Побежденная, поверженная, униженная брюнетка взяла Доктора за рукав. Он, очнувшись, повернул к ней голову и заметил, что лицом она – чисто картинный Мефистофель, если анфас (профиль – нет, профиль был куда более невинный, почти русский, провинциальный, доверчивый), и еще круглые горящие глаза, и смоляной тяжелый, нечистый запах дыма, какой бывает, если натощак скурить много русских сигарет, и окровавленные губы, и жуткая загадка этой крови, как и всякой, которая открывается человеческим глазам, – по всему было ясно, что жизнь дала трещину. Доктора била мелкая спокойная дрожь, и не только от промерзающих мокрых штанов, но и от ясного предчувствия, что опасное приключение еще не кончилось. Когда он сказал, что это близко и надо зайти к нему, там привести себя в порядок, то она, само собой, закивала и пошла за ним покорно. Когда у двоих одна опасность, когда рядом, даже не очень близко, чья-то вполне возможная смерть и вдруг выпадает передышка – так людей всегда кидает друг к другу. Ну и тут кинуло.

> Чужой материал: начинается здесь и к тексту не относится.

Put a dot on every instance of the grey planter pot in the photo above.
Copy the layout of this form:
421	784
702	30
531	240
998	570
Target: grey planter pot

Зашли они в его квартирку на первом этаже старенького трехэтажного домика (где полно жидких рыжих прусаков) в переулке за «Макдоналдсом», – он туда съехал после дефолта, когда многое изменилось в его жизни, – запер дверь, и тут же она, не давая ему снять ботинки, прислонилась к его губам своим соленым разбитым ртом и тихо-тихо, медленно сказала: «Только тихонько, а то мне будет больно». Он не прочь был с ней, конечно, целоваться, но план его был другой – сперва поменять штаны, да отмыться от всего этого в ванной, далее выпить по паре-тройке рюмок, сосредоточиться, провести умную беседу, а после набраться смелости и полезть. Выпить было точно надо, потому что там же еще закуска, а с утра не евши. Но вышло иначе, прям под вешалкой она уже обнажила себе грудь, и его тоже обнажила, и приласкала безо всяких предисловий, запросто, как будто они были давно-давно близки, и это уж и забылось когда вошло в привычку, в милую привычку. Он уже начал слегка задыхаться от скользкости и мокрого тепла, от неги и быстроты, и от того, что он, к своему удовольствию, совершенно собой не владел, сколько ж можно в самом деле владеть... И от одиночества, которое в такие моменты особенно обостряется. Он еще, конечно, вспомнил про то, что она смелая и решительная, а он просто трус, обмочивший штаны. А она с ним так, будто он победитель в этой жизни. Вот когда он вспомнил про эти несчастные штаны (которые смятые валялись на вытертом старом паркете, стреножив своего хозяина), тут в нем поднялась некая брезгливость и обида на жизнь: вот взял и жалко обоссался, – ну выбрал же момент. Но это все оказалось лишним, когда он заметил, в те еще минуты, когда они так плотно приникали друг к другу своими слизистыми оболочками, что влюбляется в нее. Было радостно и вообще, и от редкой точности попадания – ведь никогда не удается поймать такой момент. И с удивлением он спросил себя: «Как же это другие способны влюбиться платонически, даже не пообладав девушкой хоть вот так, то есть символически?»